For some people, the issue of racism is an opportunity to take what does not belong to them in the name of reparations. For some, it is an opportunity to ascend to positions not rightfully earned. For others, it is an opportunity to manipulate others, from the civil authorities to politicians, to the boss, small businesses and even the church. For some, the issue of racism is an opportunity to look righteous in front of others through political posturing and extreme rhetoric. Still for others, it is an opportunity to appeal to black Christian communities to join their organization and to increase numbers and dollars within that organization. We are all sinners and we all have a tendency to use the pet sins of our respective cultures in unhealthy and ungodly ways. We use them to manipulate others. We use them to make ourselves feel good. We use them to make ourselves look good. Make no mistake about it, many pastors who are riding the current racism train at the moment are some of the very same pastors who do very little to correct the plethora of partialities going on in their respective denominations and many of their own churches. This is not much different than watching thousands of pastors refuse to discipline unbiblical divorce over the last several decades, all of the sudden get worked up over gay marriage. They use God’s design for marriage as an argument against gay marriage, but never brought it up to enforce biblical principles of marriage and divorce. Sorry pastor, but if you permit unbiblical divorce in your church for years without discipline, then you have lost your right to talk about God’s design for marriage to anyone, including the gay movement. And for you pastors who are beating the soapbox of racism, I suggest you also start working on the sin of partiality that very likely permeates your own congregations, and perhaps, possibly, your own heart. Do you treat people differently based on your own personal set of criteria? Search your heart. Do some merit time from you while others do not? Do the opinions of one person weigh heavier than the opinions of another based on some sort of shallow criteria, like giving? Do you unwittingly promote partiality in your church through programs, structure, or other subtler ways? Don’t point the finger at the racist until you can at least be honest with yourself about ALL issues of partiality.

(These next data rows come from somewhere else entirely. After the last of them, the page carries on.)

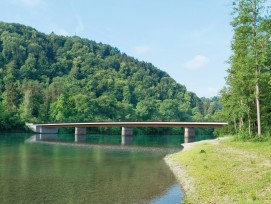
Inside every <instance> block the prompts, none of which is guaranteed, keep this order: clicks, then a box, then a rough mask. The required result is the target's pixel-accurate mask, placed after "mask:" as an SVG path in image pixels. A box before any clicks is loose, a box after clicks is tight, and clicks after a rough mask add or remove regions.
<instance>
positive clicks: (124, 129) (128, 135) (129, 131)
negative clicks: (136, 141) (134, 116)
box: [121, 127, 133, 137]
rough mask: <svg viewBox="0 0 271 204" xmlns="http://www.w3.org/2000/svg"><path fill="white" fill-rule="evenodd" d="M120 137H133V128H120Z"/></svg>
mask: <svg viewBox="0 0 271 204" xmlns="http://www.w3.org/2000/svg"><path fill="white" fill-rule="evenodd" d="M121 136H125V137H126V136H133V128H130V127H122V131H121Z"/></svg>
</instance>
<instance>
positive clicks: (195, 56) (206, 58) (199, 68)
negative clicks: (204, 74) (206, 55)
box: [184, 55, 210, 70]
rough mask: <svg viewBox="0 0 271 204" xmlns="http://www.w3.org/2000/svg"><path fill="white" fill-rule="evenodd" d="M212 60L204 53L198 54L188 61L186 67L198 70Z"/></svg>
mask: <svg viewBox="0 0 271 204" xmlns="http://www.w3.org/2000/svg"><path fill="white" fill-rule="evenodd" d="M209 62H210V59H209V58H208V57H206V56H204V55H197V56H195V57H194V58H193V59H191V60H189V61H187V62H186V63H185V64H184V67H185V68H187V69H191V70H197V69H200V68H202V67H205V66H206V65H207V64H208V63H209Z"/></svg>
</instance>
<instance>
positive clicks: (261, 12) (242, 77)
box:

The guilt by association message in this discussion is not the sort of approach I see in Jesus or any of his apostles. It is unjust judgment to indict someone for the sin of another on the basis that they belong to the same people group. All Germans cannot be indicted for the sins of the Nazi party, or of Adolf Hitler. To say that all white people should feel guilty for the sin of slavery is like saying that all black people are guilty of whatever any other black person does within the black community. Just as it is a sin to indict all rich people for greed on the ground that many or even most rich people are greedy, it is also a sin to indict all humans within a people group for racism on the ground that many or even most in that people group are racist. Christians are to render judgment, but that judgment must be just. God does not judge me based on the sins of America or the sins of Germany or the sins of Ireland or England (my ancestors got around apparently). God judges me based on my behavior, not the behavior of those in my family, in my community, in my church, or in my broad people group. If I am guilty, I am guilty before God. If God has declared me innocent, I am innocent.

We are all sinners battling sin, first and foremost in our own hearts, and in our own families, our own small groups, and our own churches. It is far too easy to focus on issues like racism all the while ignoring the obvious sins right in front of us. Are we more concerned with what God sees in our hearts or with what others hear from our platforms and pulpits? Is it our appearance before God that drives our actions or our appearance before men?